China, which voted for new UN sanctions against Iran over its nuclear program, said on Thursday that the punishment does not mean the door to a diplomatic solution is closed and called for renewed efforts at negotiations.
China is a key ally of Iran and could have vetoed the resolution that targets Iran's powerful Revolutionary Guard, ballistic missiles and nuclear-related investments. It had been a vocal opponent of a fourth round of sanctions and its support came about only in recent months after intense lobbying by the United States and its allies.
"China always holds that the correct way to address the Iranian nuclear issue is through dialogue, negotiation and other diplomatic means to seek a solution that satisfies the concerns of all parties," Foreign Ministry spokesman Qin Gang said in a statement. "The fact that the UN Security Council passed the resolution does not mean the door to diplomatic efforts is closed," he said.
In New York, China's UN Ambassador Li Baodong said after Wednesday's vote that the sanctions were aimed at curbing nonproliferation and would not affect "the normal life of the Iranian people" nor deter normal trade activity. Iranian President Mahmoud Ahmadinejad was set to arrive in China later Thursday to tour the World Expo in Shanghai, but he was not expected to hold talks with senior Chinese leaders. China depends on oil- and gas-rich Iran for 11 percent of its energy needs and last year became Tehran's biggest trading partner, according to Iranian figures.

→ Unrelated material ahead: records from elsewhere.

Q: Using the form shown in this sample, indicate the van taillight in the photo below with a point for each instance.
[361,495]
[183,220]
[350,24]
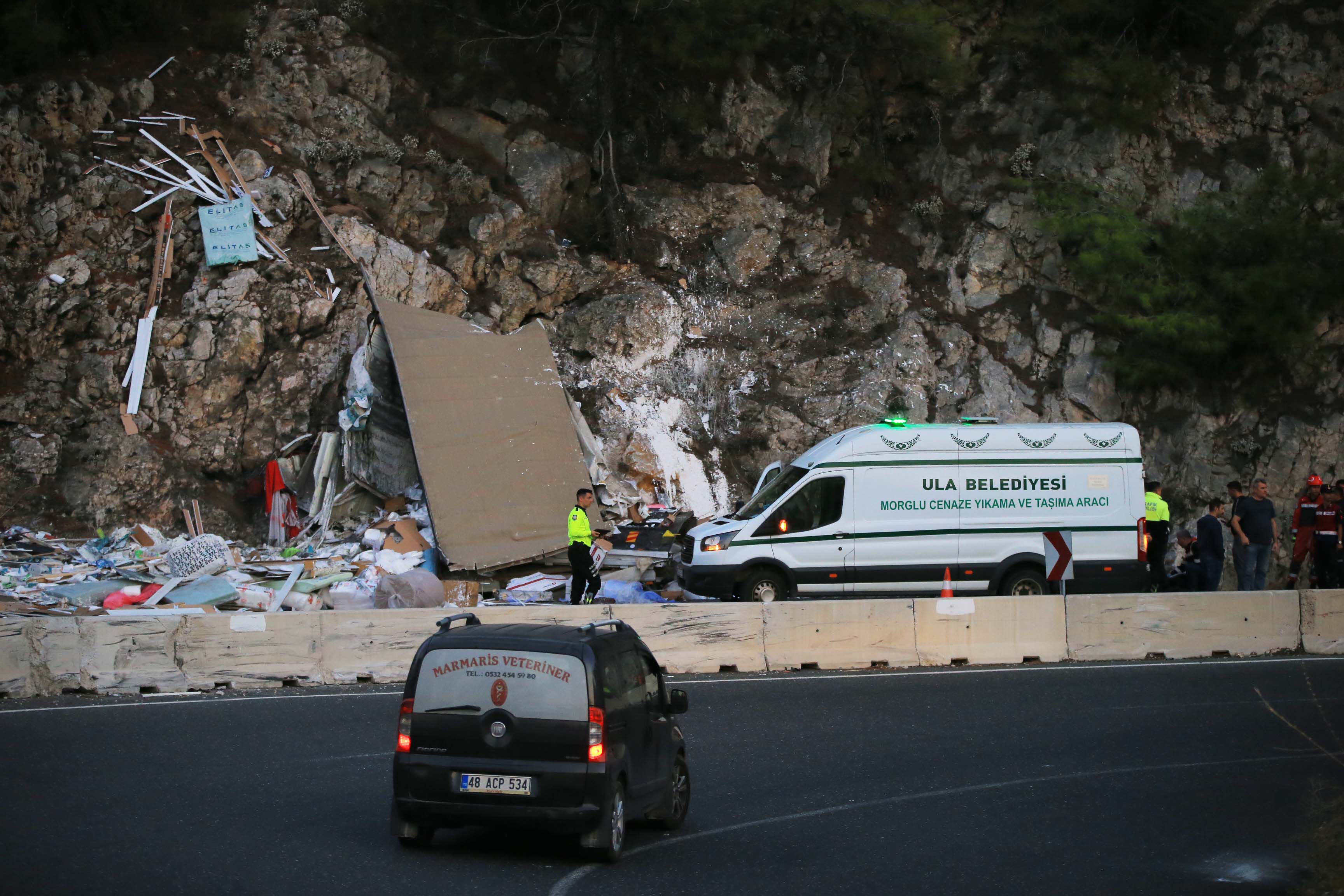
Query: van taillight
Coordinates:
[597,749]
[404,726]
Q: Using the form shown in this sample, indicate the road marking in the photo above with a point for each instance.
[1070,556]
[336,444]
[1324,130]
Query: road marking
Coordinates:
[564,886]
[355,756]
[1080,667]
[768,679]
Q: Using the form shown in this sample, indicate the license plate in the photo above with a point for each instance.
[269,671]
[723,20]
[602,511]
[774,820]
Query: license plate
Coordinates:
[510,785]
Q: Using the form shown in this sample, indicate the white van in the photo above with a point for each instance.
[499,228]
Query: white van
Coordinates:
[885,509]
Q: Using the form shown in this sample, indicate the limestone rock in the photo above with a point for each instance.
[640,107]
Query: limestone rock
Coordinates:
[400,273]
[139,96]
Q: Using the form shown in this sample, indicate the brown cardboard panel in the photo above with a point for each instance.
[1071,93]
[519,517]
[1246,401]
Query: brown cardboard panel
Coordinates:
[494,438]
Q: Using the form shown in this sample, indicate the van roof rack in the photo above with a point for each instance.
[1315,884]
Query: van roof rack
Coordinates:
[595,626]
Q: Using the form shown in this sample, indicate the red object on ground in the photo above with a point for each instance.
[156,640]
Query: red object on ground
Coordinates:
[276,483]
[119,600]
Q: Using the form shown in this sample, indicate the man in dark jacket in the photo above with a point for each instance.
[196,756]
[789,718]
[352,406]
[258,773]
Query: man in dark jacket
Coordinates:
[1209,546]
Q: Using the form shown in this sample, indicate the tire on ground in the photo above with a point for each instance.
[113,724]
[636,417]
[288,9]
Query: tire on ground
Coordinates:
[764,585]
[1025,581]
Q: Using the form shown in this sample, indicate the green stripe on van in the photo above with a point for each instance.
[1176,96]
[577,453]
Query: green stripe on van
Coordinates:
[919,532]
[987,461]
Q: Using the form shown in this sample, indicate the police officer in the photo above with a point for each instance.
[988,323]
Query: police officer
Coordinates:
[1159,522]
[581,549]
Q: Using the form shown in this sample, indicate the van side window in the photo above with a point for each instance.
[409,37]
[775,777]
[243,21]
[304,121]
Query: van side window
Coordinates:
[615,682]
[652,684]
[817,504]
[632,669]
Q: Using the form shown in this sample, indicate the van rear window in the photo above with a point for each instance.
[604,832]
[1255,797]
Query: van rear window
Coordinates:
[530,686]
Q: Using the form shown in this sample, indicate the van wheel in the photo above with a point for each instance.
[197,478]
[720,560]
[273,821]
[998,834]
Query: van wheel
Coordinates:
[612,828]
[1025,582]
[678,800]
[765,588]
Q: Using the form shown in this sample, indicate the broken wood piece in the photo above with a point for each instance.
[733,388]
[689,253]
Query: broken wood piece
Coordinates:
[298,570]
[195,175]
[154,199]
[162,252]
[163,593]
[307,186]
[221,175]
[160,68]
[167,179]
[136,374]
[241,189]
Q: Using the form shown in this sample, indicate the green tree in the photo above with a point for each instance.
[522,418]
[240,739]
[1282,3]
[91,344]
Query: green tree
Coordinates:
[1225,296]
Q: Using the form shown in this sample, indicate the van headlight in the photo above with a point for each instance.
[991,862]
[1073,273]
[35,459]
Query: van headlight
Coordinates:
[718,542]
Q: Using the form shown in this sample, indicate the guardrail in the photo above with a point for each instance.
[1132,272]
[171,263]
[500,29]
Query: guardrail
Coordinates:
[126,654]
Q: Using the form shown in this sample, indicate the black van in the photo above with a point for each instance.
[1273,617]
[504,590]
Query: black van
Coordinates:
[560,727]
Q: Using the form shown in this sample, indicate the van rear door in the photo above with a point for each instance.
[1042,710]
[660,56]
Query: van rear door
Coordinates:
[525,710]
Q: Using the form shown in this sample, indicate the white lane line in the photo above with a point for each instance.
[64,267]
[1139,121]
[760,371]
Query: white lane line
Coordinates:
[217,702]
[566,883]
[1077,667]
[355,756]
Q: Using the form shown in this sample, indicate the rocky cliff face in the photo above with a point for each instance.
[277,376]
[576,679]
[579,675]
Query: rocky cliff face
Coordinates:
[765,307]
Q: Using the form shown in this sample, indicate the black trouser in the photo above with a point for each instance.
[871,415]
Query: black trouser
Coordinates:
[581,559]
[1158,554]
[1323,565]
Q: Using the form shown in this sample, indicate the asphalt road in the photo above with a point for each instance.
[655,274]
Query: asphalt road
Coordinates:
[1134,778]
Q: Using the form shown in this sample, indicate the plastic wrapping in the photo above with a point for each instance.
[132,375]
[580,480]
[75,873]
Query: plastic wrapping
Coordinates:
[409,590]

Beijing has said it opposes nuclear weapons for Iran but supports an Iranian civilian nuclear energy program. China traditionally opposes sanctions, but it went along with the first three sanctions resolutions against Iran.
Tehran insists its program is peaceful. The U.S. and its allies say Iran is trying to produce nuclear weapons; they want Iran to suspend uranium enrichment and start negotiations aimed at ensuring that it uses nuclear technology only for peaceful purposes.